Gaza : reconstruire sans stratégie sociale, un risque au-delà de la radicalisation

À mesure que se précisent les contours du plan de reconstruction de Gaza soutenu par Washington, une question reste largement absente des débats : comment éviter que l’effort financier annoncé ne produise, à moyen terme, de nouvelles fragilités sociales et politiques ?

Une stabilisation matérielle, pas forcément sociale

L’histoire récente des opérations de stabilisation post-conflit invite à la prudence. En Irak comme au Kosovo, les programmes de reconstruction ont permis de rétablir rapidement des infrastructures essentielles, mais sans toujours parvenir à restaurer la confiance sociale ni à consolider des institutions locales crédibles.

La reconstruction matérielle, si nécessaire soit-elle, ne garantit pas à elle seule une pacification durable. Elle peut remettre des bâtiments debout sans pour autant recréer du lien.

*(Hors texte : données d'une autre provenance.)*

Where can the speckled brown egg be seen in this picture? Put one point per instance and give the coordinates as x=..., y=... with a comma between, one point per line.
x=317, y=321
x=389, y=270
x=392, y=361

Lorsque les populations concernées perçoivent les dispositifs internationaux comme déconnectés de leurs besoins quotidiens, les efforts financiers coexistent avec un sentiment persistant de mise à l’écart.

Gaza : un environnement à forte vulnérabilité sociale

Le cas de Gaza présente, à cet égard, des fragilités bien identifiées : un chômage massif des jeunes, une fragmentation territoriale accentuée et des institutions locales durablement fragilisées par les cycles de confrontation.

À chaque cycle de reconstruction, la même interrogation revient chez les acteurs de terrain : les programmes engagés répondent ils à des priorités locales ou à des calendriers internationaux ?

Dans un tel environnement, les dynamiques de contestation ne procèdent pas uniquement d’un endoctrinement idéologique. Elles s’inscrivent aussi dans des logiques de compensation identitaire, nourries par l’exclusion économique et l’absence de perspectives.

La reconstruction pourrait ainsi produire des effets inattendus si elle ne s’accompagne pas d’un traitement simultané des vulnérabilités sociales.

Le risque d’une reconstruction inégalement distribuée

L’un des enjeux majeurs tient à la territorialisation des aides. Une reconstruction qui privilégierait certaines zones au détriment d’autres pourrait accentuer les fractures locales et nourrir des tensions intra-communautaires.

Dans plusieurs contextes post-conflit, l’accès différencié aux programmes de soutien a contribué à délégitimer les autorités de transition et à renforcer des logiques de compétition pour les ressources disponibles.

Reconstruire n’est pas stabiliser

La gouvernance des ressources en question se pose. Au-delà des montants annoncés, la gestion des flux financiers représente un défi en soi. L’expérience de terrains comparables montre que des mécanismes de redistribution mal encadrés peuvent alimenter des économies parallèles ou renforcer des réseaux informels.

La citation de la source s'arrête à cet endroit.